Città di transizione: che difficile transizione in Italia!

Le “transition town” (città di transizione) sono una realtà nel mondo che conta circa 1500 città. Si tratta di popolazioni e amministratori che hanno fatto una scelta coraggiosa di cambiare dal basso lo stile di vita, la mobilità, la produzione del cibo, la costruzione delle casa, la socialità, per far fronte alle problematiche dei combustibili fossili e prepararsi all’epoca in cui il petrolio finirà andando oltre il problema delle emissioni, ma ripensando il concetto di una comunità di persone che vive insieme. 
Nasce in Inghilterra a Totnes da un’idea di Rob Hopkins, ambientalista esperto di permacultura. Così, dopo aver visto il documentario “Domani” del regista francese Cyril Dion, mi sono documentato e poi sono partito per l’Olanda a Nijmegen, capitale delle transition town per il 2018 e ho visto cose che mi hanno affascinato e che mi hanno fatto riflettere su come il cambiamento può avvenire dal basso, dalla semplice volontà politica di amministratori che incrociano la sensibilità dei cittadini.

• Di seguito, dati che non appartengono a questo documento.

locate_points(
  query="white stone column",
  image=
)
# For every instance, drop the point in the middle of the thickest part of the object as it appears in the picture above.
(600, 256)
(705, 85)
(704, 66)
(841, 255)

Nella recente conferenza di presentazione del suo libro “L’utopia sostenibile” Enrico Giovannini rifletteva sulla necessità del cambiamento guidato dalle élite politiche e imprenditoriali, dall’opera di educazione nelle scuole e nel cambio di mentalità che deve avvenire. Tutte idee molto condivisibili ma la realtà del turbo-capitalismo è ancora molto forte e dominante e l’immaginario diffuso è completamente colonizzato dal pensiero dominante sul possesso degli oggetti, sulla competizione per il profitto e sull’economia lineare che sfrutta le risorse e produce quantità enormi di rifiuti, guidato dagli interessi dello strapotere della finanza su qualsiasi dinamica politico-economica. Il processo di decolonizzazione dell’immaginario capitalistico è molto più lento di quanto il disastro ambientale stia progredendo. Per questa ragione la soluzione dal basso delle città di transizione sembra rappresentare una grande opportunità che coinvolge cittadini e amministratori di buona volontà e rappresenta una soluzione che può crescere lentamente.
Di cosa si tratta in sostanza? Le idee sono semplici e di facile applicazione:

  • Ri-progettare quartieri e recuperare immobili con bio-edilizia che permetta case a basso impatto energetico e che siano autonome nel riscaldamento e raffreddamento e costruite con materiale bio come legno, fibre naturali, paglia, canapa, sughero, vetro riciclato, etc.
  • Produzione di cibo locale attraverso gli orti cittadini progettati seguendo la logica della permacultura (permanent agricolture).
  • Repair cafè dove esperti di tecnologia mettono alcune ore a disposizione per coloro che hanno bisogno di riparare oggetti elettronici o elettrodomestici.
  • Utilizzo degli spazi verdi per piantare aromi, essenze e frutta in città.
  • Ripensare la mobilità attraverso l’uso di biciclette normali ed elettriche, con la realizzazione di piste ciclabili estese.
  • Incentivazione di micro fattorie per la produzione locale di cibo a km 0.
  • Gruppi di acquisto
  • Incremento di fonti di produzione energetica rinnovabili
  • Corsi di educazione alla vita civica e al consumo “intelligente”
  • Sensibilizzazione ai limiti del modello di sviluppo attuale e costruzione di un immaginario alternativo sul modello di crescita e sviluppo delle città.

Questo elenco è solo un esempio di tutto ciò che una comunità può fare per attivare il cambiamento dal basso che porta con sé nell’immediato benessere sia all’ambiente ma soprattutto alle persone che scoprono che una miglior vita di relazione e un miglior rapporto tra persone e ambiente giova a tutti e cambia le coordinate del vivere sociale oltre che la geografia dei luoghi che abitiamo che di colpo si animano;  poiché un’aiuola non è più un’aiuola ma un luogo di collaborazione per far crescere il rosmarino o i lamponi e questo fa molto meglio alle persone di molti sonniferi e antidepressivi.